THREE men have faced court over nearly 250 charges relating to car theft and burglary in the Ipswich area.

A dedicated police investigation, codenamed Operation Vertical, started in the wake of a crime wave in the streets of Goodna, Springfield and Redbank Plains in February.

Police allege that over several months, John James Appleton, 19, of Goodna, Dayle William Sneddon, 21, of Goodna and Joel Dennis Brown, 24, of Ellen Grove, broke into 106 vehicles, unlawfully using 23 of them.

Between them, the three men also faced 109 stealing charges, six burglary charges, two fraud charges and one count of receiving stolen goods.

Detective Inspector Mick Niland said the offences had been committed over an area covering the Gold Coast right up to Brisbane’s northern suburbs.

“Police responded to a sharp rise in unlawful entry offences, particularly in Goodna, Redbank Plains and Springfield,” Insp Niland said.

“These are the three major arrests to come from that operation, along with several other people.”

Police will allege they used forensic evidence to link the three men to the crimes.

Detective Senior Sergeant Mick Trezise said extra resources had been put into the affected suburbs to catch those responsible.

“This was effectively a crime spree,” Snr Sgt Trezise said.

“Two detectives from Goodna were able to link these offences together in what was a complex investigation.”

Of the three accused, Appleton faces the most charges, with 65 counts of unlawful entry of a motor vehicle against his name, in addition to 66 stealing charges.

Sneddon faces a total of 84 charges, including 38 of unlawful entry of a motor vehicle.
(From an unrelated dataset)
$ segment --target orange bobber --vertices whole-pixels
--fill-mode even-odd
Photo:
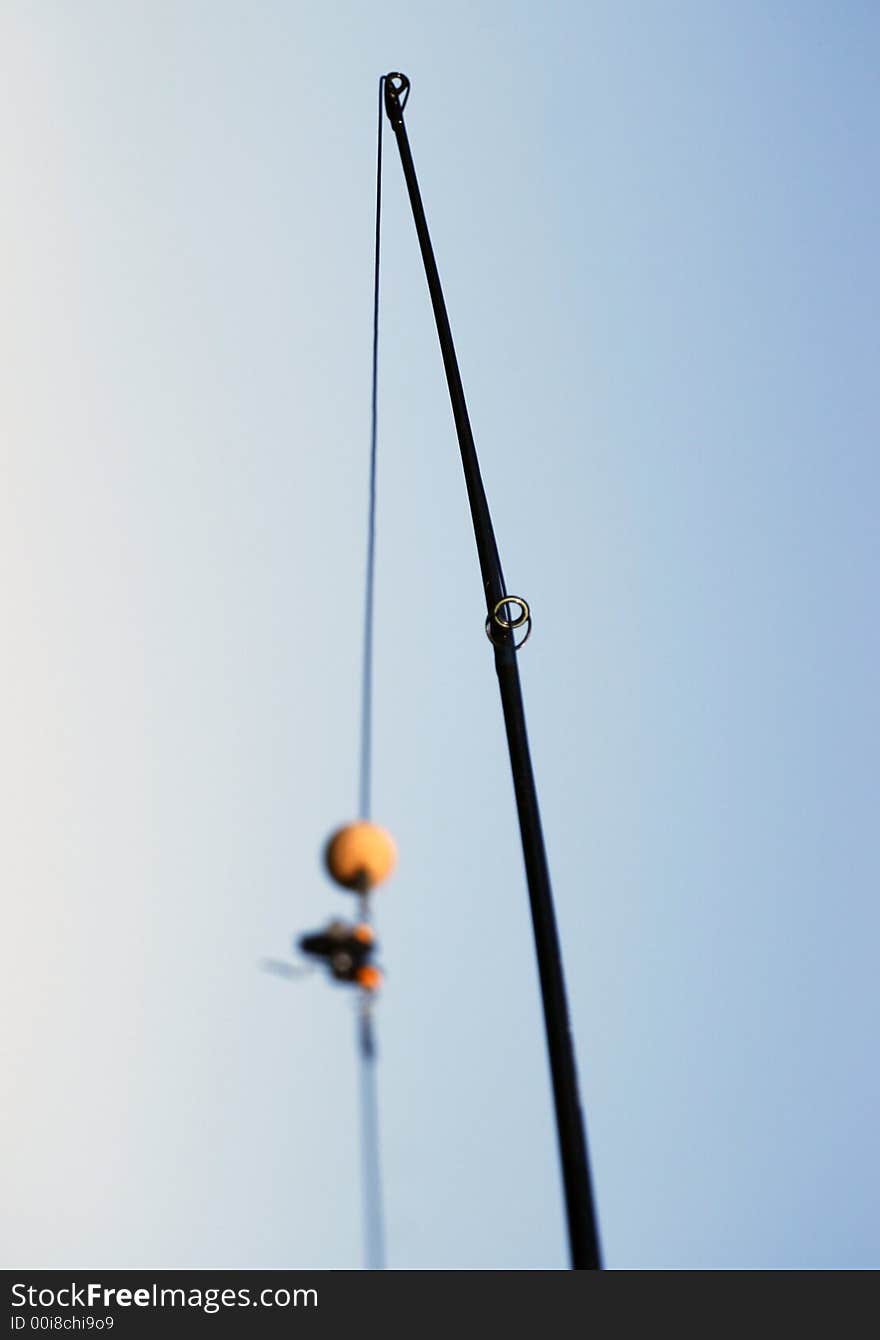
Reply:
[[[391,874],[397,863],[397,848],[384,828],[359,819],[333,834],[324,859],[337,884],[366,893]]]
Brown faces 11 charges, including one count of burglary and six stealing.

Appleton faced Ipswich Magistrates Court yesterday and was remanded in custody to appear again on September 8.
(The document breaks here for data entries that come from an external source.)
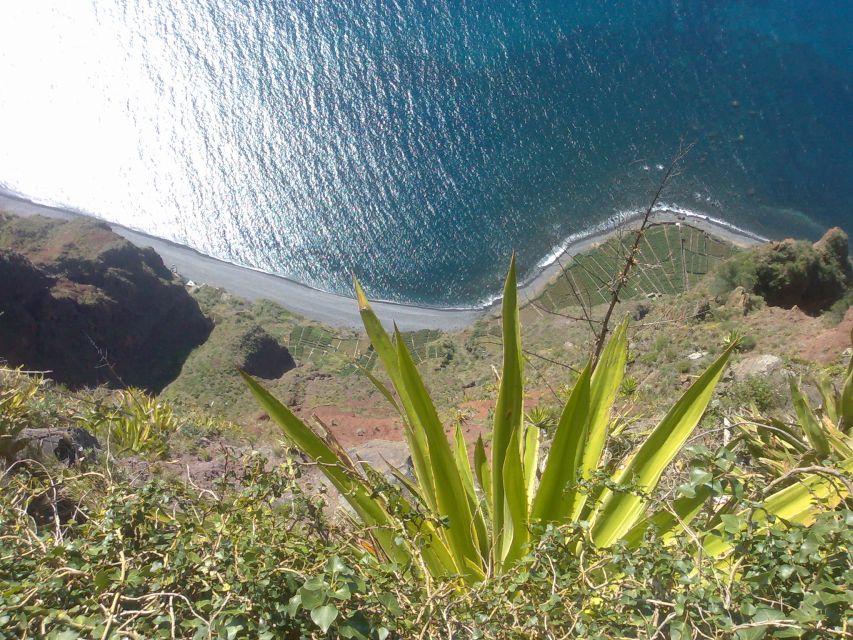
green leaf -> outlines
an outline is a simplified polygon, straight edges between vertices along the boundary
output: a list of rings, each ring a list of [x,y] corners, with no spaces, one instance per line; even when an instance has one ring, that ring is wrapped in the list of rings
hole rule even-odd
[[[580,474],[584,480],[592,478],[601,462],[601,453],[604,451],[610,424],[610,413],[616,394],[619,392],[619,385],[622,384],[622,378],[625,375],[627,360],[628,320],[626,318],[613,332],[607,346],[601,352],[590,380],[589,424],[586,427],[587,435]],[[573,506],[572,520],[577,520],[588,500],[588,492],[578,495]]]
[[[485,514],[483,513],[480,499],[477,497],[477,491],[474,487],[474,474],[471,471],[471,463],[468,460],[468,449],[465,447],[465,437],[462,435],[462,427],[459,423],[456,424],[455,446],[453,447],[453,457],[456,461],[456,468],[459,470],[459,476],[462,479],[462,484],[465,487],[465,493],[468,496],[468,508],[471,510],[471,516],[474,522],[474,533],[477,535],[477,544],[480,549],[480,556],[485,563],[489,557],[489,533],[486,528]]]
[[[528,425],[524,431],[524,493],[528,508],[533,503],[536,472],[539,469],[539,428]]]
[[[518,317],[516,265],[515,254],[513,254],[503,291],[503,371],[492,430],[492,537],[495,548],[501,552],[501,555],[508,553],[513,546],[511,541],[505,544],[504,537],[513,535],[513,529],[520,532],[519,523],[514,521],[514,518],[522,517],[520,513],[507,512],[504,484],[506,479],[521,483],[521,489],[517,487],[510,489],[512,505],[517,506],[518,496],[524,494],[524,471],[519,436],[524,416],[522,380],[521,324]],[[510,448],[515,450],[510,451]],[[526,516],[526,513],[524,515]]]
[[[474,445],[474,473],[477,475],[477,483],[483,491],[483,496],[486,499],[486,508],[491,514],[492,505],[492,473],[489,469],[489,459],[486,457],[486,447],[483,445],[482,436],[477,436],[477,442]]]
[[[851,357],[853,363],[853,357]],[[841,390],[841,419],[845,433],[851,433],[853,429],[853,371],[847,374],[844,387]]]
[[[788,381],[788,384],[791,388],[791,401],[794,403],[794,410],[797,412],[797,420],[806,434],[806,438],[821,458],[829,455],[829,442],[827,442],[826,434],[823,432],[817,416],[809,406],[809,401],[800,391],[799,385],[794,382],[793,378]]]
[[[255,382],[251,376],[243,371],[240,375],[243,376],[252,394],[270,418],[302,452],[320,464],[323,474],[341,492],[362,521],[369,526],[377,527],[373,533],[386,555],[394,562],[406,562],[410,556],[404,548],[394,542],[395,536],[390,529],[390,516],[382,504],[372,497],[372,492],[363,482],[347,471],[348,466],[352,467],[351,461],[349,464],[342,461],[322,438],[309,429],[290,409],[276,400],[269,391]]]
[[[435,498],[435,478],[432,475],[432,465],[430,463],[430,451],[427,446],[424,430],[419,424],[419,417],[411,410],[411,402],[406,393],[405,385],[400,377],[400,369],[398,366],[397,349],[394,348],[391,338],[382,327],[382,323],[376,314],[373,312],[364,290],[358,279],[353,277],[353,285],[355,287],[355,295],[358,300],[358,308],[361,314],[361,322],[364,324],[364,330],[367,332],[367,337],[370,338],[370,343],[376,350],[379,359],[382,361],[382,366],[385,367],[385,372],[391,378],[391,383],[397,390],[400,396],[400,401],[403,403],[406,417],[404,419],[404,435],[406,443],[409,445],[409,452],[412,454],[412,465],[415,468],[415,477],[418,479],[418,484],[421,487],[421,494],[432,510],[437,508]],[[380,383],[381,385],[381,383]],[[384,385],[381,385],[384,387]],[[381,391],[381,389],[380,389]],[[385,393],[390,395],[390,392],[385,390]],[[392,402],[395,408],[399,411],[396,402]]]
[[[314,624],[323,630],[323,633],[329,630],[329,627],[332,626],[337,617],[338,608],[333,604],[327,604],[311,610],[311,619],[314,621]]]
[[[561,522],[572,513],[580,474],[583,445],[589,424],[589,384],[592,365],[587,364],[569,396],[533,500],[532,519]]]
[[[397,366],[405,389],[409,409],[418,416],[418,424],[423,429],[429,446],[431,473],[435,478],[435,500],[437,512],[448,519],[446,536],[451,552],[456,560],[460,574],[475,577],[469,570],[466,560],[482,567],[484,558],[480,556],[478,543],[474,539],[472,513],[468,503],[463,479],[456,467],[450,445],[444,434],[444,428],[438,419],[438,413],[432,398],[421,380],[412,356],[403,341],[399,330],[395,330],[397,339]],[[477,573],[485,575],[481,568]]]
[[[617,484],[626,489],[633,485],[645,494],[654,490],[664,469],[681,450],[705,413],[735,346],[737,343],[726,349],[670,409],[624,469],[615,474]],[[599,507],[590,518],[593,542],[601,547],[613,544],[642,516],[646,500],[637,495],[636,491],[614,492],[606,489]]]
[[[516,429],[507,447],[504,461],[504,536],[500,563],[509,566],[527,548],[530,531],[527,526],[528,505],[524,470],[521,461],[521,429]]]
[[[301,606],[302,596],[297,593],[288,601],[287,607],[285,607],[285,611],[287,611],[288,616],[290,616],[291,618],[295,618]]]
[[[643,536],[649,527],[653,527],[661,540],[666,542],[699,514],[702,506],[712,495],[713,492],[706,485],[694,487],[692,495],[685,495],[675,500],[671,510],[661,509],[640,520],[622,536],[622,539],[628,547],[637,547],[643,541]]]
Sneddon also appeared yesterday and was bailed to appear on September 12.

Brown faced court last week and was remanded in custody to appear on September 7.

Police have urged members of the public to report crimes.

“It’s just timely that we send the message out that if people have any information that can assist police, they should contact Crime Stoppers or their local police station,” Insp Niland said.

“If they are timely with their information it can result in offenders being caught.”